Zeitgeist Films
Kimberly and Scott Roberts outside their flood-damaged home in New Orleans
Two weeks after Hurricane Katrina devastated her house and nearly took her life, 24-year-old Kimberly Roberts at last realized the dream of so many New Orleans natives and broke into show business. She did it in Alexandria, Louisiana, in a sports arena that was serving as a Red Cross shelter. In the echoing cement-block lobby, where a team of documentarians were interviewing a relief worker, Kimberly and her husband, Scott, stepped forward with the assertive friendliness of Lower Ninth Ward street hustlers to mention that they, too, wanted a turn--but only because the filmmakers were a New York crew. "Ain't gone give this to nobody local," Kimberly said proudly about the story she was offering. "This got to be worldwide. All the stuff you been seein' on TV, ain't nobody got what I got. I got right there in the hurricane," and she brought her hands together in a box, miming the shape of a video camera.
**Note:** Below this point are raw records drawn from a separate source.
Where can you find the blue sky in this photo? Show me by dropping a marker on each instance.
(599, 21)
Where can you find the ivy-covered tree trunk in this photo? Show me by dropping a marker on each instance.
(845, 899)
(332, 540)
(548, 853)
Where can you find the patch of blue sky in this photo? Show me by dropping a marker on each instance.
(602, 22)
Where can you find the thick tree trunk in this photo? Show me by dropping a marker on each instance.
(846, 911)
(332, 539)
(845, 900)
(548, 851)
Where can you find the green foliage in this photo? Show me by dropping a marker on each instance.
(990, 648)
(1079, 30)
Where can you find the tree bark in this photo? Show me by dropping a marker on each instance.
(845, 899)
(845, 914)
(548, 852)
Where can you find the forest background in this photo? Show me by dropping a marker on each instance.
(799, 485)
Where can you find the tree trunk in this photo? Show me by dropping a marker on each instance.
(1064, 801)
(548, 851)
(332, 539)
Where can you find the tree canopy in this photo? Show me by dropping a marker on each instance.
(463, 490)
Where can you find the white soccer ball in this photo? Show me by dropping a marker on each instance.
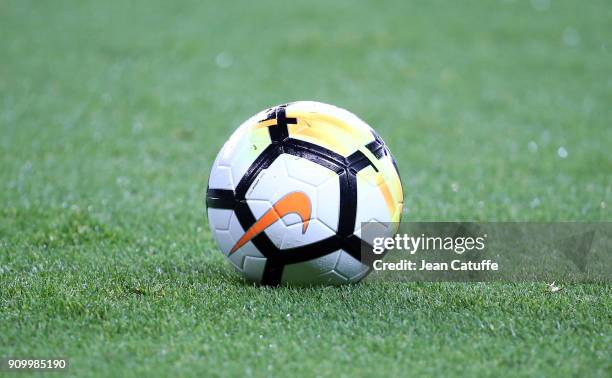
(289, 191)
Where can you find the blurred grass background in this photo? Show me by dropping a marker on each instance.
(111, 114)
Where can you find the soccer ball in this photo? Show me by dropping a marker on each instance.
(289, 191)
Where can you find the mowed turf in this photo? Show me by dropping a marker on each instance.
(111, 115)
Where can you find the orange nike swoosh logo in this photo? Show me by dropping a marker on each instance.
(293, 203)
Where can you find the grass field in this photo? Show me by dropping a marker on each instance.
(111, 114)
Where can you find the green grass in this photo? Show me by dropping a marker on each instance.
(111, 114)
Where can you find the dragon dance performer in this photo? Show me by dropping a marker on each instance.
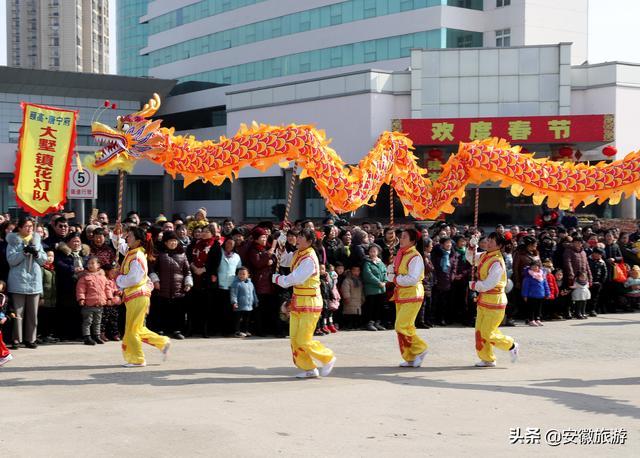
(137, 291)
(407, 275)
(305, 307)
(492, 300)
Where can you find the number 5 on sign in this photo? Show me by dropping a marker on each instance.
(83, 184)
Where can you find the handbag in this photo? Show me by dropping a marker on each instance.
(620, 272)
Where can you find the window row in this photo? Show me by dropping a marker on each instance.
(198, 10)
(317, 18)
(338, 56)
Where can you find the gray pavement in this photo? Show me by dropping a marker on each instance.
(232, 397)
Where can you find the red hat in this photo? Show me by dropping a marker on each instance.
(257, 232)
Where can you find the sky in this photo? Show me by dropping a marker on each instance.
(611, 27)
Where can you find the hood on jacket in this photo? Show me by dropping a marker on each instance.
(63, 248)
(14, 239)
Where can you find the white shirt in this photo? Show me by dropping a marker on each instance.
(305, 269)
(493, 277)
(136, 275)
(416, 268)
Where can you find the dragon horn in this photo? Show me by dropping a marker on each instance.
(150, 108)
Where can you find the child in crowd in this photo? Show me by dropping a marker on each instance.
(243, 300)
(5, 354)
(352, 292)
(109, 324)
(93, 292)
(554, 291)
(46, 310)
(580, 295)
(633, 287)
(535, 290)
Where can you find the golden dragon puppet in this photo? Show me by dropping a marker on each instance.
(346, 188)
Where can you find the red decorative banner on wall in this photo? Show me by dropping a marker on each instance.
(516, 130)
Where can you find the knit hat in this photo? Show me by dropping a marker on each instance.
(71, 236)
(257, 232)
(169, 235)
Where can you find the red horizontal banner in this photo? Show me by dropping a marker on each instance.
(516, 130)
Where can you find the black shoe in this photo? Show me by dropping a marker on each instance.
(97, 340)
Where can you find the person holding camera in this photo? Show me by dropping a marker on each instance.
(25, 257)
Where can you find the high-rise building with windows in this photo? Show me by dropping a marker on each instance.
(71, 35)
(132, 37)
(242, 41)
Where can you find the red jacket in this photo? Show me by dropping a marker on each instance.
(94, 289)
(553, 286)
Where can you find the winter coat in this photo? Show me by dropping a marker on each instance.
(105, 254)
(66, 277)
(200, 258)
(374, 273)
(4, 265)
(554, 291)
(429, 276)
(522, 259)
(444, 279)
(48, 287)
(171, 270)
(533, 288)
(25, 274)
(574, 262)
(352, 296)
(598, 271)
(258, 258)
(94, 289)
(334, 250)
(633, 285)
(612, 251)
(580, 292)
(243, 293)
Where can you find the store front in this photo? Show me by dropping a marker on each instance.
(566, 138)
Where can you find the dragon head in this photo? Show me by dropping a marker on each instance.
(134, 137)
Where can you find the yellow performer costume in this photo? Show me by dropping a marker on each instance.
(305, 309)
(137, 291)
(408, 296)
(492, 302)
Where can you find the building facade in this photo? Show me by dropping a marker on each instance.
(85, 93)
(132, 38)
(70, 35)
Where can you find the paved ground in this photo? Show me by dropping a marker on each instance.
(226, 397)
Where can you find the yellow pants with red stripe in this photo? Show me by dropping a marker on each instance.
(303, 348)
(488, 335)
(135, 332)
(411, 345)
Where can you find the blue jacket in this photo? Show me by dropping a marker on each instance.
(244, 294)
(25, 275)
(534, 288)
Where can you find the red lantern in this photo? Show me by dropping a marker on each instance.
(435, 153)
(565, 151)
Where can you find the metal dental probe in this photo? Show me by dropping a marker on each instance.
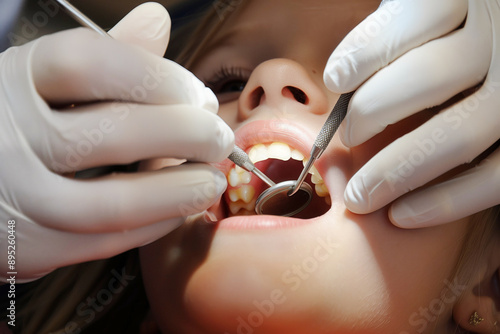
(238, 156)
(324, 137)
(81, 18)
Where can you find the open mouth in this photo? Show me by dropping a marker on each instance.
(280, 159)
(280, 162)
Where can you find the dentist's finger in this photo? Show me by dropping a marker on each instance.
(471, 192)
(446, 141)
(118, 133)
(419, 79)
(395, 28)
(147, 26)
(80, 66)
(122, 202)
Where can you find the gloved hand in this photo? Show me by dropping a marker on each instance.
(129, 105)
(405, 57)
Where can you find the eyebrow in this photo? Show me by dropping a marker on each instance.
(209, 43)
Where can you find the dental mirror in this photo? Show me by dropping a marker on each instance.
(288, 198)
(274, 200)
(285, 198)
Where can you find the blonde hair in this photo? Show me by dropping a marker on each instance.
(51, 304)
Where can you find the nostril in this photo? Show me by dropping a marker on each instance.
(297, 93)
(255, 97)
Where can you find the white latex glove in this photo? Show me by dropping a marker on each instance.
(406, 57)
(130, 105)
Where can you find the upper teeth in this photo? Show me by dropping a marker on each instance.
(241, 195)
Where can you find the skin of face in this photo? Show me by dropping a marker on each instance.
(337, 273)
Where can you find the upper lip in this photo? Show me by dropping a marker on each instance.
(269, 131)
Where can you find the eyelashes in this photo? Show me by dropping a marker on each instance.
(228, 82)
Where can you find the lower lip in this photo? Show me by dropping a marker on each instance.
(262, 222)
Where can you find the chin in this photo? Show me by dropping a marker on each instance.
(257, 273)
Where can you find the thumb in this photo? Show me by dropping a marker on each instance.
(147, 26)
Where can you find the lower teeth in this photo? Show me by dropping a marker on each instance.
(241, 195)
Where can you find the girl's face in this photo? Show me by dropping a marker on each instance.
(329, 271)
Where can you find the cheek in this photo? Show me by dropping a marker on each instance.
(364, 152)
(229, 113)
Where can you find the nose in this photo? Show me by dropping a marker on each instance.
(281, 85)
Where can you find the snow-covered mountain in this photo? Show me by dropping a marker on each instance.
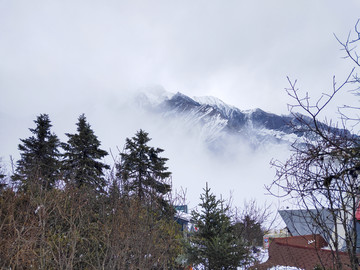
(215, 122)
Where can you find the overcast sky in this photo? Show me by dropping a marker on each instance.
(66, 57)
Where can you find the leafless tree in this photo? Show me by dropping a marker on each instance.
(323, 170)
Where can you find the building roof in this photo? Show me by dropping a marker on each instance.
(307, 222)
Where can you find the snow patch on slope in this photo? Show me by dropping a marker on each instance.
(216, 102)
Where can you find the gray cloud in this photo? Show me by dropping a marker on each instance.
(69, 57)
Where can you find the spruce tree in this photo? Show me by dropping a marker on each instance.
(81, 163)
(39, 163)
(214, 245)
(143, 172)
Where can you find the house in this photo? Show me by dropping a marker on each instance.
(309, 243)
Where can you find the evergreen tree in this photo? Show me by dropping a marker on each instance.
(39, 162)
(214, 244)
(143, 172)
(2, 178)
(81, 165)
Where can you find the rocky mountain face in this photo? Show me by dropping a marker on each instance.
(218, 123)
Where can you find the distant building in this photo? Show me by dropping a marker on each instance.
(306, 241)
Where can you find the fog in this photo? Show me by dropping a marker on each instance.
(67, 57)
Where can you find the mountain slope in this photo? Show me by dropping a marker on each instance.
(216, 122)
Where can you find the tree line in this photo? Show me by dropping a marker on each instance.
(64, 208)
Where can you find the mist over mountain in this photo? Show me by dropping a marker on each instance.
(216, 123)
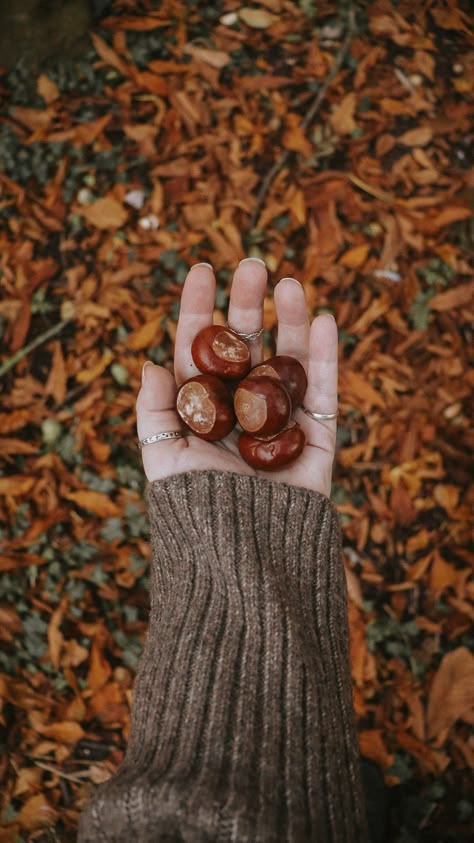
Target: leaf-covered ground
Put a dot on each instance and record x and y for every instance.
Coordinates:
(120, 170)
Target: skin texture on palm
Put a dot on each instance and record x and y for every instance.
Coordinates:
(314, 344)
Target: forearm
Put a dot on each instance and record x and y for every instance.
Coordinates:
(242, 725)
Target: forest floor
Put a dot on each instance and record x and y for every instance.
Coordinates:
(119, 170)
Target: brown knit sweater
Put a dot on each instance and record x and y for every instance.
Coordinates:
(242, 723)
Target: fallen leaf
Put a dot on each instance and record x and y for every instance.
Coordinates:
(256, 18)
(416, 137)
(342, 116)
(355, 257)
(95, 502)
(36, 813)
(453, 298)
(104, 213)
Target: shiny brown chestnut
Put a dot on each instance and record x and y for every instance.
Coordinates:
(262, 405)
(205, 405)
(220, 351)
(272, 452)
(287, 369)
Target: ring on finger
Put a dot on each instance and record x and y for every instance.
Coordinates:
(254, 335)
(321, 416)
(157, 437)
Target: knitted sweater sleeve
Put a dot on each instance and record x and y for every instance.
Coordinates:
(243, 726)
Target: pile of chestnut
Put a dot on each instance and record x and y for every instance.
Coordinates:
(261, 400)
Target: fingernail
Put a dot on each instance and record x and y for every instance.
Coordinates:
(259, 260)
(291, 279)
(148, 363)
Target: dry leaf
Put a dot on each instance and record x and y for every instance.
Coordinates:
(256, 18)
(452, 692)
(416, 137)
(36, 813)
(355, 257)
(342, 116)
(95, 502)
(105, 213)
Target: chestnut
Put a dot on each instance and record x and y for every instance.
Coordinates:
(287, 369)
(262, 405)
(205, 405)
(220, 351)
(272, 452)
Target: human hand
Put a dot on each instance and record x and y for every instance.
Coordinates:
(315, 346)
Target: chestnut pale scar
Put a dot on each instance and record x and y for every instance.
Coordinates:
(250, 409)
(228, 347)
(195, 408)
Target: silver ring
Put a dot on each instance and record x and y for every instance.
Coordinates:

She turned out to be as good as her word; and so to honor a moment that would alter Kimberly and Scott's lives and determine the course of the movie you're watching, Tia Lessin and Carl Deal have made this encounter the opening scene of their documentary Trouble the Water. A chance meeting moved the filmmakers to spend a year on and off with Kimberly and Scott: recording them on a foray back into the ruined Ninth Ward, accompanying their futile visit to a makeshift FEMA office in a shopping mall, traveling along as they relocated to a cousin's home in Memphis and finally returning with them to New Orleans when they decided to come home. Everything about their lives seems to have found its way into the film: the funeral of Kimberly's grandmother (one of the hospitalized people who were abandoned in the storm); Scott's regrets over his past career as a drug dealer ("I hated my life; it was horrible"); the hip-hop songs that Kimberly had hoped would make her fortune, and that are now worked into the movie's soundtrack ("Introducing the music of Black Kold Madina"). But above all, Trouble the Water makes use of Kimberly's video recordings, which have earned her a co-credit as the film's director of photography.
Only a quarter of an hour of Kimberly's material appears in Trouble the Water, out of a running time of ninety-six minutes; but it so dominates the rest that the film will surely be known as the Blair Witch Project of Hurricane Katrina documentaries. The comparison involves more than the distorted, front-lit close-up of Kimberly's face, grayed-out and floating in a nocturnal void--the darkness not of a forest but of the attic where she'd taken refuge during the hurricane. Nor does the Blair Witch analogy stop with your sense of trespassing into someone else's viewpoint as she haphazardly glimpses chaos engulfing her: water rising through the windows, water dripping through the roof, water filling the street to the level of the stop sign on the corner, while more water pelts from the sky and the wind riles the surface of the newly made lake. The most important similarity is that Kimberly seems to have conceived of her video as a self-contained movie, with a setting, a cast of characters and a narrative that risked ending abruptly in midhorror.